Kekhawatiran di atas terbukti dalam pengalaman empiris para caleg perempuan di pemilu 2009 dan pemilu sekarang. Setiap caleg berusaha sekeras mungkin dalam memenangkan suaranya di dapil dengan menggunakan berbagai cara, termasuk politik uang kepada pemilih dan panitia pemilu. Karena kompetisi yang bebas ini dan lemahnya kontrol institusi partai dalam mengatur keterpilihan calon, para caleg mengandalkan kekuatan tim pribadi untuk memobilisasi dukungan pemilih. Seusai pemilu 2014, para caleg perempuan tangguh dan incumbent seperti Eva Sundari dan Nurul Arifin berkomentar keras terhadap maraknya politik uang dan politik sikut-sikutan sesama caleg dari satu partai.
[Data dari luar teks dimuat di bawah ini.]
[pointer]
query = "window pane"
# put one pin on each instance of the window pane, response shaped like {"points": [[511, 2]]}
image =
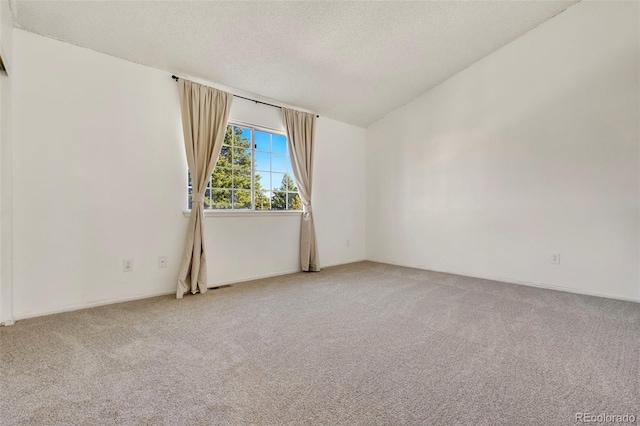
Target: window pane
{"points": [[262, 181], [263, 161], [221, 177], [279, 200], [221, 199], [228, 136], [263, 141], [293, 201], [208, 202], [279, 163], [241, 199], [224, 159], [242, 158], [242, 178], [288, 183], [242, 137], [277, 181], [279, 144], [263, 199]]}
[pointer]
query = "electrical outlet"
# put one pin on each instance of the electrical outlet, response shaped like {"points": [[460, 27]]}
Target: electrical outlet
{"points": [[127, 265]]}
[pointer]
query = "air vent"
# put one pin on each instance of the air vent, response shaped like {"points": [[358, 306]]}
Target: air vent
{"points": [[220, 286]]}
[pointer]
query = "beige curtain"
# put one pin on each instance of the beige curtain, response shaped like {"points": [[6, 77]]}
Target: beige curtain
{"points": [[205, 111], [300, 138]]}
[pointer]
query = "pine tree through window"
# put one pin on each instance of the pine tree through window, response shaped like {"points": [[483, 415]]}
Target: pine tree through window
{"points": [[253, 172]]}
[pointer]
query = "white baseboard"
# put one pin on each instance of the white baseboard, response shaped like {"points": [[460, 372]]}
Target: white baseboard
{"points": [[516, 281], [79, 306]]}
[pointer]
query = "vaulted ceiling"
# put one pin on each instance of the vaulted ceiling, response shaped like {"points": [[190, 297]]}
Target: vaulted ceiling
{"points": [[351, 61]]}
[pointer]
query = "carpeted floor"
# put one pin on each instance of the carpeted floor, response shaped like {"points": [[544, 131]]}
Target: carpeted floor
{"points": [[359, 344]]}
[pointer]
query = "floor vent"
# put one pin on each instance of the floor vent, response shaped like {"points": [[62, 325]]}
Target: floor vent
{"points": [[220, 286]]}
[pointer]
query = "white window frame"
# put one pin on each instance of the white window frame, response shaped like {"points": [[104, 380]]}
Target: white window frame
{"points": [[246, 212]]}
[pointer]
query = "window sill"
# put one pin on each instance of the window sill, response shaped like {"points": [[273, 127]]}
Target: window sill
{"points": [[244, 213]]}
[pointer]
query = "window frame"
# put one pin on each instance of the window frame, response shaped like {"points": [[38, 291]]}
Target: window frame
{"points": [[252, 211]]}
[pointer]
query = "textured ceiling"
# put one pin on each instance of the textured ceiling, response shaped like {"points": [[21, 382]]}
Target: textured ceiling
{"points": [[352, 61]]}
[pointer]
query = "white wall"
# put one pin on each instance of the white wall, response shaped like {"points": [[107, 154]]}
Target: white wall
{"points": [[532, 150], [6, 167], [100, 176]]}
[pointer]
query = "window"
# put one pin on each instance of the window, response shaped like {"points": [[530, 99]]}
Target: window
{"points": [[253, 172]]}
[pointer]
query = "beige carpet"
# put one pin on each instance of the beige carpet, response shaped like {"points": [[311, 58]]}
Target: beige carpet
{"points": [[360, 344]]}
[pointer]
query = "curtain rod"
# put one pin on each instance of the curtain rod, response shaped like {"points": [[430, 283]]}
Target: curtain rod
{"points": [[176, 78]]}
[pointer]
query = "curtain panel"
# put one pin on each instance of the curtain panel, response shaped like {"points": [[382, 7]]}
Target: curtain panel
{"points": [[205, 112], [300, 128]]}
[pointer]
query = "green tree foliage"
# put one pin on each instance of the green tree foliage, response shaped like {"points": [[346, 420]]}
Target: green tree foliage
{"points": [[231, 178], [285, 197]]}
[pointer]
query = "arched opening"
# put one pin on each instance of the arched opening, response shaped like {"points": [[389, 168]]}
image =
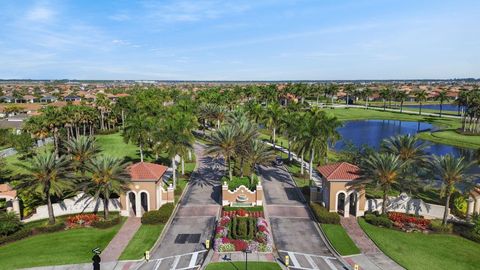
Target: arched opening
{"points": [[341, 203], [144, 201], [353, 204], [132, 203]]}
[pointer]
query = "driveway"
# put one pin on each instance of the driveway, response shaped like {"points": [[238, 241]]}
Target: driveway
{"points": [[294, 230], [194, 221]]}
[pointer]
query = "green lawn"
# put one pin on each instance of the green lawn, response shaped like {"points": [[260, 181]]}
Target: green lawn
{"points": [[65, 247], [425, 251], [340, 239], [241, 266], [143, 240]]}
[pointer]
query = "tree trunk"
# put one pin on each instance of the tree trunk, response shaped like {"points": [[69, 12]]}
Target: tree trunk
{"points": [[51, 215], [384, 202], [445, 212], [174, 169], [105, 208], [183, 166]]}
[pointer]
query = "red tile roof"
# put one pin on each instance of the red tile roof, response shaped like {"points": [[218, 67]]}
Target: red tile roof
{"points": [[146, 171], [339, 171]]}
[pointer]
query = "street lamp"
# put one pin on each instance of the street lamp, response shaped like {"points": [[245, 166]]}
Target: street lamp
{"points": [[246, 258]]}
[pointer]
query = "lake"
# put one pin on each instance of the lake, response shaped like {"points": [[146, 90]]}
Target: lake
{"points": [[372, 132]]}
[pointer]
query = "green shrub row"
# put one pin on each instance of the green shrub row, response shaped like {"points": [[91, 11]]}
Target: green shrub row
{"points": [[436, 226], [323, 215], [104, 224], [158, 216], [381, 220]]}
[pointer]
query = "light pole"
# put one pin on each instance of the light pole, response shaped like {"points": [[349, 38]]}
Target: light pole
{"points": [[246, 258]]}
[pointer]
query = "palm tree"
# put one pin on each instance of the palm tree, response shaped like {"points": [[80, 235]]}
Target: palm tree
{"points": [[384, 170], [108, 176], [420, 96], [223, 142], [47, 176], [258, 154], [82, 150], [272, 118], [451, 171], [442, 97]]}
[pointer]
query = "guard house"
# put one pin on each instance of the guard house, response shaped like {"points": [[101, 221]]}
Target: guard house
{"points": [[337, 190], [474, 201], [148, 190]]}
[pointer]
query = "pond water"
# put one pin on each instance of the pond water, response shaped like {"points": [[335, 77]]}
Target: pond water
{"points": [[372, 132], [445, 107]]}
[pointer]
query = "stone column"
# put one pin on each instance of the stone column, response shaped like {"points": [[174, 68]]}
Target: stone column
{"points": [[470, 207], [346, 211]]}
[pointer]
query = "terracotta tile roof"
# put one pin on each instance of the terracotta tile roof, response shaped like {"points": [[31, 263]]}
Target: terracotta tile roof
{"points": [[146, 171], [339, 171], [6, 190]]}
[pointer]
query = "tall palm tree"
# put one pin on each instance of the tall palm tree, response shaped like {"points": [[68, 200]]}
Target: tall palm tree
{"points": [[82, 150], [451, 171], [384, 170], [223, 142], [272, 118], [442, 97], [258, 154], [420, 96], [108, 176], [47, 176]]}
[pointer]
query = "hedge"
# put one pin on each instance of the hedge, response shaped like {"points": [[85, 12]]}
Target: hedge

Namun bagaimana dengan para caleg perempuan lainnya? Sebagian besar caleg perempuan berada dalam posisi yang lemah dan sulit untuk memenangkan kursi parlemen karena mereka memiliki keterbatasan kemampuan finansial dalam kampanye dan keterbatasan dalam memperoleh akses yang memadai dalam menjangkau sumber dukungan pemilih. Bahkan berita caleg yang mengalami tekanan berat atas kekalahannya melakukan tindakan diluar dugaan, seperti bunuh diri yang dilakukan caleg perempuan di Kota Banjar di pemilu April lalu. Jumlah perempuan yang terpilih meningkat dalam pemilu 2009, namun pemenang kursi tersebut adalah para caleg perempuan yang berasal dari kalangan dinasti dan keluarga para pengurus partai. Hal yang sama juga terjadi pada pemilu 2014 ini. Artinya sistem proporsional terwakili tertutup dengan berbagai dukungan kepatuhan terhadap kuota 30 persen membuktikan bahwa jumlah perempuan tidak mengalami kenaikan.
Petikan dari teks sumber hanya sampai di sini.